2004-02-18  |     | 



The summary of this short novel can sounds like that: Amy Tan is a daughter of a Chinese emigrant, whose dream was coming to America, to escape the poverty and provide a better life for her daughter. The daughter, Amy Tan, becomes a writer, and now she’s describing her relation with her roots and heritage, through the language she’s speaking now, which is English. As a writer, the language is the creative tool. So, the way she’s using the language is fundamental. She’s sharing with us her story, how she gets to use the language in the way she is, and how did her mother’s imperfect English affected her.

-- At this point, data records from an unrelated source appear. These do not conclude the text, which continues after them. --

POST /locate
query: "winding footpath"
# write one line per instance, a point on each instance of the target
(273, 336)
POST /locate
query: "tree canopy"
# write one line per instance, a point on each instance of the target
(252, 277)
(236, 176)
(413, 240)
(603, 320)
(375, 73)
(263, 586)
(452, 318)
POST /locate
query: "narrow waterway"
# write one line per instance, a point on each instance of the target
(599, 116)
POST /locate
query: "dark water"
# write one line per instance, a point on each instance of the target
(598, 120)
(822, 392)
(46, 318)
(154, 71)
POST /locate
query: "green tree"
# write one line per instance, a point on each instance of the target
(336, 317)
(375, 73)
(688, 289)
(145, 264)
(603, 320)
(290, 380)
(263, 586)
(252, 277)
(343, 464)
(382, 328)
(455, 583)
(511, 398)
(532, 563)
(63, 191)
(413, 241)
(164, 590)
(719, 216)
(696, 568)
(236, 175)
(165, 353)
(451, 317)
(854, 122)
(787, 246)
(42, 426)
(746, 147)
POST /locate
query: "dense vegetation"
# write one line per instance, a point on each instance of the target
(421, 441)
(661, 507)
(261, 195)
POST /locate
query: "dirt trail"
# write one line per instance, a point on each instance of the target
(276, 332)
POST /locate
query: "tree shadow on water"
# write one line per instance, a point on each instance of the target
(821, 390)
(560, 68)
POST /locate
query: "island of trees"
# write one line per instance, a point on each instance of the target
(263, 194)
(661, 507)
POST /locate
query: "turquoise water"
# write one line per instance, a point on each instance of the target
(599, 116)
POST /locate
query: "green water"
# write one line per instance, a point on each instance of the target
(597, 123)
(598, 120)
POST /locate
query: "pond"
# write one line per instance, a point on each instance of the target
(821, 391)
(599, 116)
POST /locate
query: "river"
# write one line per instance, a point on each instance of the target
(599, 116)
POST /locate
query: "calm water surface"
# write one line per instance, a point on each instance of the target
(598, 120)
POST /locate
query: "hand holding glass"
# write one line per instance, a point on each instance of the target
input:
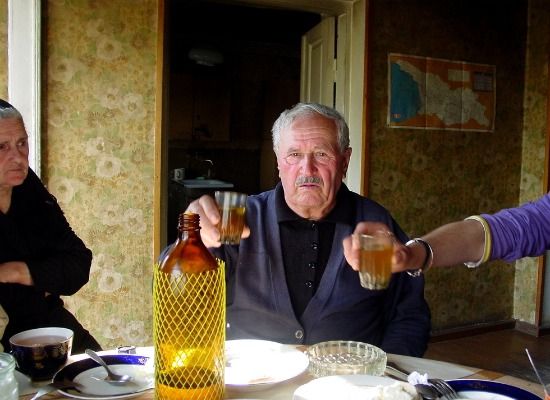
(232, 206)
(375, 260)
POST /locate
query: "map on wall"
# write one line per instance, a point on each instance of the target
(431, 93)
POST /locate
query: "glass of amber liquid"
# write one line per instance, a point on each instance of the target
(375, 260)
(232, 206)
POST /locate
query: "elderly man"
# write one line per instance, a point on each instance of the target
(288, 280)
(41, 258)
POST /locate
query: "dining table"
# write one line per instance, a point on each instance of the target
(284, 390)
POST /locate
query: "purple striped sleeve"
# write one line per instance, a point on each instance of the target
(522, 231)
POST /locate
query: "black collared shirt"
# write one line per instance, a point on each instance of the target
(307, 245)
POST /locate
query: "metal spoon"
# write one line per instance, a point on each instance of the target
(112, 378)
(537, 373)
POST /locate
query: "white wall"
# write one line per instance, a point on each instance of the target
(24, 69)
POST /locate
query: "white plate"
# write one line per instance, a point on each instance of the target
(339, 387)
(257, 364)
(90, 376)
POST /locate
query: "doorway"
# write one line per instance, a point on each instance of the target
(232, 70)
(351, 16)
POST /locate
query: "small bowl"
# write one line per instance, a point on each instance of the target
(346, 358)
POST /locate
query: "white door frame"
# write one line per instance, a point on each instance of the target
(24, 69)
(351, 14)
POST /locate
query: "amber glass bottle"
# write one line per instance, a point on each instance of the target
(189, 319)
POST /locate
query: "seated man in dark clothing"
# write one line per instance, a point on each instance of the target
(41, 258)
(288, 280)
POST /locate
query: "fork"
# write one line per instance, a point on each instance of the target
(446, 391)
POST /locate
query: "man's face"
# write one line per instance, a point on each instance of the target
(14, 153)
(311, 165)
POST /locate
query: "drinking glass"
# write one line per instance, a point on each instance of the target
(232, 206)
(376, 252)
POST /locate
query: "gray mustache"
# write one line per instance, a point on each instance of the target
(308, 179)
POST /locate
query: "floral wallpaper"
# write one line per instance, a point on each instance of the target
(4, 49)
(534, 157)
(98, 140)
(430, 177)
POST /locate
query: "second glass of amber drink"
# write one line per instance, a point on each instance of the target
(375, 263)
(232, 206)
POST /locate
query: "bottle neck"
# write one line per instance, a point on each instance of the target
(7, 365)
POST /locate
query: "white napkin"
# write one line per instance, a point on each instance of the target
(415, 378)
(441, 369)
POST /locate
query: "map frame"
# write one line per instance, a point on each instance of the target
(440, 94)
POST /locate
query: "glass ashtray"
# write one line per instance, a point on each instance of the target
(346, 358)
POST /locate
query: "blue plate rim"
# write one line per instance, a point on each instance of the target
(492, 387)
(70, 371)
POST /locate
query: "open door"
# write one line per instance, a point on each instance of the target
(318, 75)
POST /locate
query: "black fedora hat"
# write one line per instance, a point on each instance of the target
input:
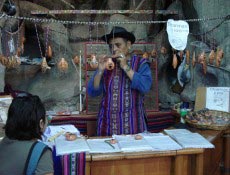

The story is very meaningful and very universal, in my opinion. Because is not just about the language itself, but also about relationship with parents, with the cultural background and heritage. It is about leaving your home country and living abroad, and how to still keep the roots. It is about changing, but keeping, at the same time. It is about struggling and confrontation with a hostile (sometimes) environment. It is also about the generation gap, about being ashamed, at some point, of your parents, because they aren’t good enough for your status or image. And all those meanings might apply for so many of us. You don’t necessarily have to leave your country to experiment those feelings! It’s enough just to grow professionally and change the way of life! Suddenly, your parent’s house seems small and ugly, they don’t seem as smart as you thought they were supposed to be, they can get less and less of what you are saying, even if you are speaking the same mother language as they always did.
This story is about losing and getting back, in the end. It is about coming home, in a way, after a long absence, and being proud again of what you are and what your heritage is.
At first, when she was a child, Amy Tan was ashamed that her friends couldn’t understand what what her mother was saying. She felt bad also because they said her English is “broken”, “as if it were damaged and needed to be fixed”. She tended to believe at that time, as everybody else around, that “her English reflected the quality of what she had to say”. Because, to express something in a wrong or imperfect way, you must be wrong (imperfect and limited) in your thoughts!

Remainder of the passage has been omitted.